Bluefin is a controversial fish, simultaneously sought after and avoided around the world. Last week, Mark Rumminger of Berkeley-based blog Mental Masala popped up on The Ethicurean to pass along a big dose of tuna trouble. Rumminger highlighted someicky findings in a new paper by scientists from Columbia University and the American Museum of Natural History, who analyzed tuna sushi from 31 restaurants in New York City and Denver.

Among a litany of bluefin travesties (both the fish's protectors and avid consumers should be alarmed), the study reveals something particularly disturbing: Much of what passes for so-called "white tuna" -- albacore, typically -- is not tuna at all, but instead the very curious and somewhat threatening finned thing called escolar.
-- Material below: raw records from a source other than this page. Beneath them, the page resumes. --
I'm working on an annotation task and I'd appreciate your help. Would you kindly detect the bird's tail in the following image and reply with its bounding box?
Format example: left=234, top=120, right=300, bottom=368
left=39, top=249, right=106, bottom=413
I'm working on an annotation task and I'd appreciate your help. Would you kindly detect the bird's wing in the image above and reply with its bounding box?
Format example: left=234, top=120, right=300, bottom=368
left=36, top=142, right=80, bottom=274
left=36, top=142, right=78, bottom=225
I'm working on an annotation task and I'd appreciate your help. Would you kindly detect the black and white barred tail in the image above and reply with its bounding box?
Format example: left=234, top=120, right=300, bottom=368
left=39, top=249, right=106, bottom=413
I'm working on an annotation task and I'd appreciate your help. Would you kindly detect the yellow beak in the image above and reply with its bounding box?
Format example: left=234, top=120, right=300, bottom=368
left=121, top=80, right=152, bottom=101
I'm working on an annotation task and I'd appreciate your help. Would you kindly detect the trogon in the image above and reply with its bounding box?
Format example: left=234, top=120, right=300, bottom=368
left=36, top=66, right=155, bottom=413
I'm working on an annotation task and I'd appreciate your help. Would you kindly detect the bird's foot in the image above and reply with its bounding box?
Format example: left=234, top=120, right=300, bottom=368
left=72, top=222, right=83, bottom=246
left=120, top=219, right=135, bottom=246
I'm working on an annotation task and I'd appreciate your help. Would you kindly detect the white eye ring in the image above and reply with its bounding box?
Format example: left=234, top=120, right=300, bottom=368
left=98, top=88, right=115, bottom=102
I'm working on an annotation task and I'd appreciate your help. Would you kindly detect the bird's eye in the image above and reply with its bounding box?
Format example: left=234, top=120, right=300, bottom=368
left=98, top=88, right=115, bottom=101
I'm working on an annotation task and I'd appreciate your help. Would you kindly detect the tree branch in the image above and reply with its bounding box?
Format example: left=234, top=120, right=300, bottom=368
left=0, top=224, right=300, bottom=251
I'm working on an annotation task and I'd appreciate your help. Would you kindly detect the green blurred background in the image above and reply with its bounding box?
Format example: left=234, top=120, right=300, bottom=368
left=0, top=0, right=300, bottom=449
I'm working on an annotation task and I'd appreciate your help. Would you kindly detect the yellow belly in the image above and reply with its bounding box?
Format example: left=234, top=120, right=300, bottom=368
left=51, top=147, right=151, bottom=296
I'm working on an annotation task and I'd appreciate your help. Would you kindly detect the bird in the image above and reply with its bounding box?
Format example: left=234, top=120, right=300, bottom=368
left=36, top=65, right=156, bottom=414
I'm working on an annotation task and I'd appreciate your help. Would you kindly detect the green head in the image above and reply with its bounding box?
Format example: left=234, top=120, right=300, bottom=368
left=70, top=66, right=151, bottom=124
Now, despite the vaguely sinister name (we think of a deceased Colombian drug lord), escolar happens to be a firm, fatty, deep-water ocean fish with an intense flavor and flesh the color of dirty snow. It bears little resemblance to the tuna it's often required to emulate.

We know because -- like you, perhaps -- we've eaten it, seared and drizzled with lemon and cumin brown butter. We suffered no adverse effects, though the wax esters in escolar have been known to cause keriorrhea, a collection of vile gastrointestinal woes on which food blogs -- in the interest of preserving appetites for upcoming holiday repasts -- should not elaborate on. Just keep this in mind this weekend, when you're wandering down to your neighborhood nigiri depot, desperate to sush-orcise all the prime rib you ate.